Commissioner vows to protect disabled victims of crime

Alan Hardwick and Paul Kenny
Alan Hardwick and Paul Kenny

Disabled people in Boston have been reassured by the county’s police commissioner they will not face discrimination when they report a crime.

Police and Crime Commissioner Alan Hardwick attended a meeting of Boston Disability Forum on Thursday where he heard of the sorts of crimes and behaviour disabled people suffered.

They included people being sworn at for being disabled or having their and their dog’s lives threatened for accidents beyond their control as well as feelings of being ignored when they recorded crime to police.

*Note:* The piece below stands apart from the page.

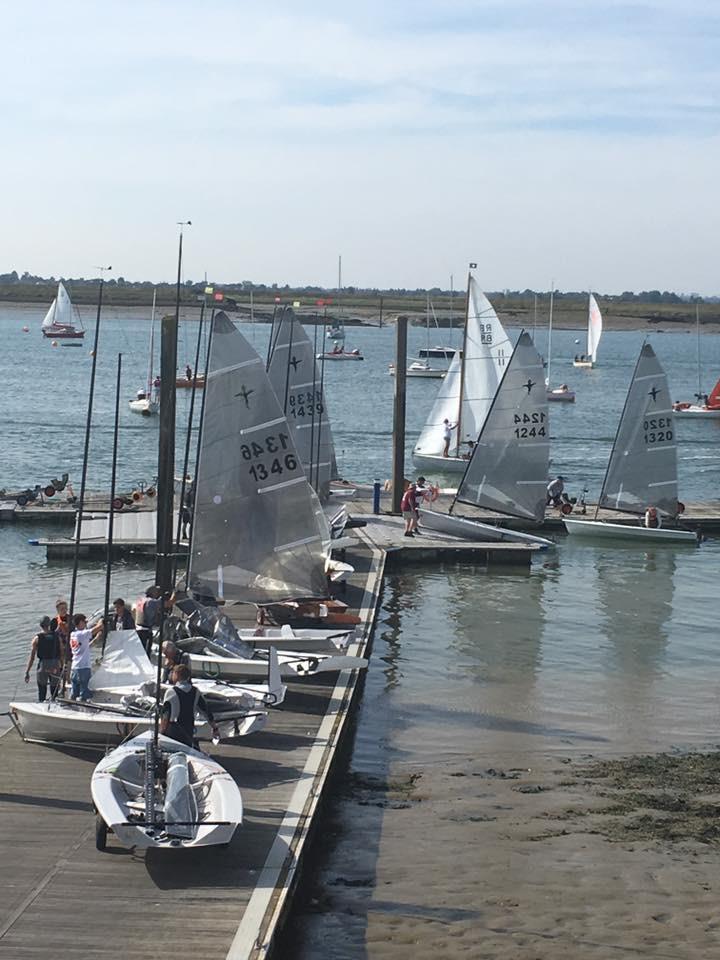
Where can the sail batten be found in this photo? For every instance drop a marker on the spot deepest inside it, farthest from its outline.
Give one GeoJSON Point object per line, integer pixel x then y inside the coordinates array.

Mr Hardwick said the emphasis should be placed on helping victims of crime with too much focus placed on the offenders previously.

He said: “Victims should be given a voice, should be listened to and given every help it’s possible to give.”

He assured people they ‘will be taken seriously’ when reporting crime and told the meeting he disliked the term anti-social behaviour and the range of crimes it covered.

Mr Hardwick said the force was ‘getting it right’ and said it was being seen as having ‘good ideas’ on how to police on a ‘comparatively’ small income.

He said: “I’ve even written to Keith Vaz requesting he come see what we do here, away from that room where they had me ensconced for a while.”